Trending: Historically Low-Interest Rates
Rates for home loans have fallen below 3% and are the lowest since Freddie Mac started tracking them in 1971. The loan cost of borrowing to buy a home right now is a big deal and one of the reasons demand is so strong. According to financial analysts and economists, rates should remain historically low into the coming year.
Tips for MN buyers
With interest rates so low, consider the possibility of taking out a fifteen-year mortgage instead of a conventional 30-year loan. Not only will you pay thousands less in interest, but you will also own your home outright in fifteen years or sooner if you pay extra on your principal.
Tips for MN sellers
If you have been waiting for the perfect time to sell your home and either buy a move-up house or a retirement property, this might be your best opportunity. Once rates bottom out and then start to rise again, it is bound to hurt demand and push prices down as well.

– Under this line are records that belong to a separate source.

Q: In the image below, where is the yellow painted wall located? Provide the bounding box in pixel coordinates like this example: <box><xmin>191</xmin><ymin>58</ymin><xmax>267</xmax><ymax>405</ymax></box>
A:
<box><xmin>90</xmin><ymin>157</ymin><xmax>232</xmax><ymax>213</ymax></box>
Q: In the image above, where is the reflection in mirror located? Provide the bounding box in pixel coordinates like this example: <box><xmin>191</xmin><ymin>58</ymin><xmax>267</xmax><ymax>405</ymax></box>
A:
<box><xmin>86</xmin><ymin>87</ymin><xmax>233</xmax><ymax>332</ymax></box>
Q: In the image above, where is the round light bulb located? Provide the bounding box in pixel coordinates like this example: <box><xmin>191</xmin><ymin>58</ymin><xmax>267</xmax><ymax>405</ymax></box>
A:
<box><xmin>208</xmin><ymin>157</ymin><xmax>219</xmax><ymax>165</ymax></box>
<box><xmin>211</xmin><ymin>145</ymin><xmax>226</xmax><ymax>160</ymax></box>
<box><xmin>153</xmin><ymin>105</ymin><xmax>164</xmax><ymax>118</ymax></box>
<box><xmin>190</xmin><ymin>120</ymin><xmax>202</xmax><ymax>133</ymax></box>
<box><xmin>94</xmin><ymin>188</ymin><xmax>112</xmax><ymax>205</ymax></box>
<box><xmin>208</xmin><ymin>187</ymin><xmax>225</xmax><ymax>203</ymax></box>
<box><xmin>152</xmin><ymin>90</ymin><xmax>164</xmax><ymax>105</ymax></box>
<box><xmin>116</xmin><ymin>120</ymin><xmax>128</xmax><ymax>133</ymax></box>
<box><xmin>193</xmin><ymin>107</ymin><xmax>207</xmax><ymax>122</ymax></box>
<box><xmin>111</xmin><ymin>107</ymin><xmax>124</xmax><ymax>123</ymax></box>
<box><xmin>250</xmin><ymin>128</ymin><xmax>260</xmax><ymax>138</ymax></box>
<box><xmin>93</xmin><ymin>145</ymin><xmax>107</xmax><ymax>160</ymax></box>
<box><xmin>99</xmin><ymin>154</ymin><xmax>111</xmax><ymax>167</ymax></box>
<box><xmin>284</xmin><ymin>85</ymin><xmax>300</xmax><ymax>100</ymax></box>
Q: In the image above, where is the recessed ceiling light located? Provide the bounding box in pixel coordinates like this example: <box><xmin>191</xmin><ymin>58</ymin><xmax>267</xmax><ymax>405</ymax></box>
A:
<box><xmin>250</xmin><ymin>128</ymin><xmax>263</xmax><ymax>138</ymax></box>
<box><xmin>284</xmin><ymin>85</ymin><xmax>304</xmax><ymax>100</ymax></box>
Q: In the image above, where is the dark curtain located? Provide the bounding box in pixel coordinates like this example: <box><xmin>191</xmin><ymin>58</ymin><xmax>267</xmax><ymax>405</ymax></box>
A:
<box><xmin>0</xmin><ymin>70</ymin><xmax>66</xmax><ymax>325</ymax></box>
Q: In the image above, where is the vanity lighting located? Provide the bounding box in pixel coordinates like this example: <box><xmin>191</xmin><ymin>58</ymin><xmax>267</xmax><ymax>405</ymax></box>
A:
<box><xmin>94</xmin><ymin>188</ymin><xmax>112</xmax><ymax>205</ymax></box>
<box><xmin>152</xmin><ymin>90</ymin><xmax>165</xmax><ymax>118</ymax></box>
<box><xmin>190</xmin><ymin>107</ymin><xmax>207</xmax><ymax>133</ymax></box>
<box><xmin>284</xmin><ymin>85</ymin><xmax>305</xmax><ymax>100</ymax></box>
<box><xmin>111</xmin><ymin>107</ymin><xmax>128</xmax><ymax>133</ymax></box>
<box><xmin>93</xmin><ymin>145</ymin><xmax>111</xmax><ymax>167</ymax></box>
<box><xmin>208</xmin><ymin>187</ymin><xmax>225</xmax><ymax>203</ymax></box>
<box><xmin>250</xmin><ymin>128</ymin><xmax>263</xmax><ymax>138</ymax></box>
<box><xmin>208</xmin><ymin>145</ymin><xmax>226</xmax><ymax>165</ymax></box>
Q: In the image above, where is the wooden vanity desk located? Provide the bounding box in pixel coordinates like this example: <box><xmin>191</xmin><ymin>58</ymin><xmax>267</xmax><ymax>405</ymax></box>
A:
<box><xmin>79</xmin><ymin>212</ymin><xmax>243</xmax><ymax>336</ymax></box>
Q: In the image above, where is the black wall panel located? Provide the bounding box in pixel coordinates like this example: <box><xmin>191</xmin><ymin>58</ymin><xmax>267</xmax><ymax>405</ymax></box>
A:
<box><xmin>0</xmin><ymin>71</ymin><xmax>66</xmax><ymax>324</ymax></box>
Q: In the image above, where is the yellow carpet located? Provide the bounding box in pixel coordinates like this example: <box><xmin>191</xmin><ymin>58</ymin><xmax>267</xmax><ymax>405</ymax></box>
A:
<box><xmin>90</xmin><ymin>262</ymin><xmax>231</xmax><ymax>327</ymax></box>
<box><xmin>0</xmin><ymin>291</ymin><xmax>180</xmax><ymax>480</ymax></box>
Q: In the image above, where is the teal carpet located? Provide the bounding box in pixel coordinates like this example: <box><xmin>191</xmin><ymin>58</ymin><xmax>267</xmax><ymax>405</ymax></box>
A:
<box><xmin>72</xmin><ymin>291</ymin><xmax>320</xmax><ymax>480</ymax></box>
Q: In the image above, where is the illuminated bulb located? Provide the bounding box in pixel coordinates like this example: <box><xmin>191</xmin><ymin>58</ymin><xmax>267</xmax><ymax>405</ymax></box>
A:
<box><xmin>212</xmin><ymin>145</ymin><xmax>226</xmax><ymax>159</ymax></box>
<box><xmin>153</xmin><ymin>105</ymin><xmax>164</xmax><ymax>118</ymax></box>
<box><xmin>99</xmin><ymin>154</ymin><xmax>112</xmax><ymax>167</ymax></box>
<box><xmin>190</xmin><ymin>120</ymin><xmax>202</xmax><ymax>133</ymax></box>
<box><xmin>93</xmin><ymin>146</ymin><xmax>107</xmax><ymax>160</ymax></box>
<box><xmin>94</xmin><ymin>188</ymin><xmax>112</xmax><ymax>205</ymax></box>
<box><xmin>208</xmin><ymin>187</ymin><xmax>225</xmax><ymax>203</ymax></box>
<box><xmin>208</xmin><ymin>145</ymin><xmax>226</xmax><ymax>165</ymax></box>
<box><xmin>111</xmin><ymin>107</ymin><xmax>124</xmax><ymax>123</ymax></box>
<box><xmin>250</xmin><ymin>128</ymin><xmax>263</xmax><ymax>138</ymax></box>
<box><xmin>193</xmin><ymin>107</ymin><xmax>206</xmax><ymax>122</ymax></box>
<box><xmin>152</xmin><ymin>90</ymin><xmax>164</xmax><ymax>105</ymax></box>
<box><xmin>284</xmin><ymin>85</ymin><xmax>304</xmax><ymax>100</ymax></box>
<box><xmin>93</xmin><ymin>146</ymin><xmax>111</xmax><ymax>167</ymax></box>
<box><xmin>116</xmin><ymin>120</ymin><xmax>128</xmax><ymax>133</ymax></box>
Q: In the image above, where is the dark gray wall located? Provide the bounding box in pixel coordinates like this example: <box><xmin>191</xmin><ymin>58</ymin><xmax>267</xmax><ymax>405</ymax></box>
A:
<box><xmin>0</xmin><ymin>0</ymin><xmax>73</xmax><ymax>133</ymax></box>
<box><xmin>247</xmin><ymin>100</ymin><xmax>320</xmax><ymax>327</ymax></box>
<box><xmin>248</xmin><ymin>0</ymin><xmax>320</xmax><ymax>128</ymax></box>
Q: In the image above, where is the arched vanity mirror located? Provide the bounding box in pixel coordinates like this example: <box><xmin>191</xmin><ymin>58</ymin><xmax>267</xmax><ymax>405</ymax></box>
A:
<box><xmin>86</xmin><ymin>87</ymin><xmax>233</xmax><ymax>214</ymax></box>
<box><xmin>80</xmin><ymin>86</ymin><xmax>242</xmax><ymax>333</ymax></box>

Trending: Rising Home Values
While the early days of the COVID-19 pandemic exerted downward pressure on home prices, that trend is over. If we look at median home prices in the Twin Cities for July, we see an increase of 5.5 percent over those in July of 2019, while nationally, that figure was 8.5 percent at $304,100. It’s also significant to note that the median price for homes in the US went over $300,000 for the first time.
Low-interest rates may offset the rising cost of homes. It’s a safe bet that property values will continue to rise into 2021 as long as the cost of borrowing remains so attractive. The sooner you buy, the sooner you start building equity. If you’re in a position to make a move now, do it, but pay attention to your budget. Don’t throw all caution aside and pay more for your home than you planned.
Home seller tips
If you have decided now is the time to sell, don’t mistake over-pricing your home. Request that your listing agent does a market analysis of comparable homes and suggests a selling price. Be honest when you make a comparison. And I can’t emphasize enough that if you want the best price, prepare to show your home at its best.